Joan Miró

(Barcelona, 1893 – Palma de Mallorca, 1983)

Maravillas con variaciones acrósticas en el jardín de Miró (Wonders with Acrostic Variations in the Garden of Miró)

1975

lithograph on paper

49.7 x 35.5 cm

Inv. no. 31013

BBVA Collection Spain



Throughout his long-standing career, one of Joan Miró’s main goals was to create a fusion of painting and poetry. A book lover from a very early age, he always had a profound passion for the word, rendered in his work in many compositions whose marks seem to conjure up a kind of abstract calligraphy.

His interest in poetry led to countless collaborations with great writers whose books Miró illustrated. That is the case of Maravillas con variaciones acrósticas en el jardín de Miró (Wonders with Acrostic Variations in the Garden of Miró), published in 1975, a collection of poems Rafael Alberti had dedicated to Miró and for which the artist created twenty lithographs.
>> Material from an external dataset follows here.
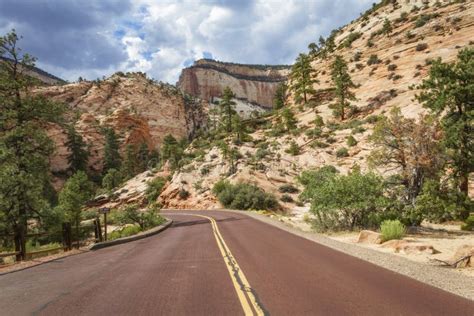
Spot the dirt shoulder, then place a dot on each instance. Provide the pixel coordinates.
(441, 277)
In iconographic terms, this body of work can be divided into two large groups representing two different styles: one group is made up by seven pieces created with forceful brushstrokes recreating lines drawn with a pencil and brushwork with Indian ink and wash, reflecting the influence of Eastern calligraphy and
in the artist’s practice; the other comprises thirteen works, in which a number of non-figurative characters, highly characteristic of Miró’s imagery, are surrounded by stars and spheres floating in the background. A good example is the lithograph in hand, which illustrates Miró’s particular dreamlike cosmos; a vision that, although indebted to his beginnings in Surrealism, provides an entirely personal rereading, much more optimistic and abstract than those of other exponents of that movement which Miró discovered in 1920s Paris. Maravillas con variaciones acrósticas en el jardín de Miró (
Wonders with Acrostic Variations in the Garden of Miró) gives us a chance to delve into the painter’s visual universe and understand the many and diverse phases of his practice.